Broidy, after securing his New York pension fund investment, won a similar deal for $50 million with CalPERS. Hevesi helped him with the pitch by flying to California to meet with then-state Treasurer Phil Angelides, a member of the CalPERS board, according to CalPERS documents.
Broidy also cultivated a relationship with another board member, then-state Controller Steve Westly, whose name he invoked in letters to other CalPERS board members touting Markstone, according to public documents.
CalPERS’ continuing relationship with Markstone is under review, pension fund spokesman Brad Pacheco said.
Hevesi pleaded guilty to one felony corruption charge of receiving reward for official misconduct and faces as many as four years in prison. He has agreed to cooperate with the New York investigators, who already have netted seven earlier guilty pleas from state officials, investment managers and sales intermediaries.
So far, Cuomo has recovered $138 million for the state public pension fund and treasury from 15 investment firms and two individuals.
“Allan Hevesi presided over a culture of corruption and violated his oath as a public servant,” Cuomo said. “He was solely charged with protecting our pension fund, but he exploited it for his personal benefit instead.”
According to the attorney general’s office, Broidy lavished Hevesi, other state officials and their families with gifts, including $75,000 in travel expenses, $380,000 in sham consulting fees and $500,000 in political campaign contributions that were directed by Hevesi.
The consulting fees were paid to a lobbyist who was a friend of Henry “Hank” Morris, Hevesi’s paid political advisor and campaign manager. Morris has pleaded not guilty to political corruption charges.
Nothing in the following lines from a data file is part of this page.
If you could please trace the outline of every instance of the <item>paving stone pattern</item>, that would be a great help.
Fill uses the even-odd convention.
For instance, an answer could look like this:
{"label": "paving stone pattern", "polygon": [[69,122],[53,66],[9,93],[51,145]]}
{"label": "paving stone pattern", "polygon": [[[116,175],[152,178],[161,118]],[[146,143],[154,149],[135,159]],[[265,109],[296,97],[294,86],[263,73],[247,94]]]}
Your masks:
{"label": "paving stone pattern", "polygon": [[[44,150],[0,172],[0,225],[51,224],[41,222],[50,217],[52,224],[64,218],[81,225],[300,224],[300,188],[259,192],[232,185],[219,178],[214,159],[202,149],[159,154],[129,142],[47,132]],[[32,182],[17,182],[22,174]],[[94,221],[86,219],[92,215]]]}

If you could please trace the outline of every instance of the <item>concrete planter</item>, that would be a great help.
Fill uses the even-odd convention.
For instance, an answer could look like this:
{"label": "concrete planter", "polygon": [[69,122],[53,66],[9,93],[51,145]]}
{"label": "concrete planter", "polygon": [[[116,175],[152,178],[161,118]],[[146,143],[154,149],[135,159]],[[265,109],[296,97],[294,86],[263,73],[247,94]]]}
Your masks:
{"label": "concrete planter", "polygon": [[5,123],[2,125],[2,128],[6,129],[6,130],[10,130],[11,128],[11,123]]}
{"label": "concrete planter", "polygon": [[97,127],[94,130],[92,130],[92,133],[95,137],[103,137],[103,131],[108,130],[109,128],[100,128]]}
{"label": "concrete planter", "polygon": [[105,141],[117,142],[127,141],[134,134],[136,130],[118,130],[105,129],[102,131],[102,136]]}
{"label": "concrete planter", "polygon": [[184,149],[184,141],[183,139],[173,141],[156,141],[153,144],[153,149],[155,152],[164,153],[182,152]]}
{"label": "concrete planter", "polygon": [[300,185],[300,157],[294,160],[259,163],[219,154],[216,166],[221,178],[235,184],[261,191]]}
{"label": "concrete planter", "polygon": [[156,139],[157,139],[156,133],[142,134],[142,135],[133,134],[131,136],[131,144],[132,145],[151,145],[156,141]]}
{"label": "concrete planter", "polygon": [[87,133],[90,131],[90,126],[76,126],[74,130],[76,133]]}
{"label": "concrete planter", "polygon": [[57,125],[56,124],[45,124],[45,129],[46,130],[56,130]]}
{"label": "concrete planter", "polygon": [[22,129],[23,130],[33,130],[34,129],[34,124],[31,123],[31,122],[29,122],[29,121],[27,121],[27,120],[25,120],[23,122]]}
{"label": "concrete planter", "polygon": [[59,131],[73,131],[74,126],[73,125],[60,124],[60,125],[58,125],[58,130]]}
During Hevesi’s tenure, Broidy paid for at least five trips to Israel, one to Italy and several fundraising jaunts to California, the attorney general’s office said. All the trips featured first-class air travel, chauffeured cars, top-flight hotel suites and full security details.
Broidy concealed his payments for some of the expenses by channeling them through charitable organizations and submitting false invoices to the state, the attorney general’s office said.
Broidy also bankrolled the production of a low-budget movie for the brothers of a former top lieutenant to Hevesi, David Loglisci, Cuomo said.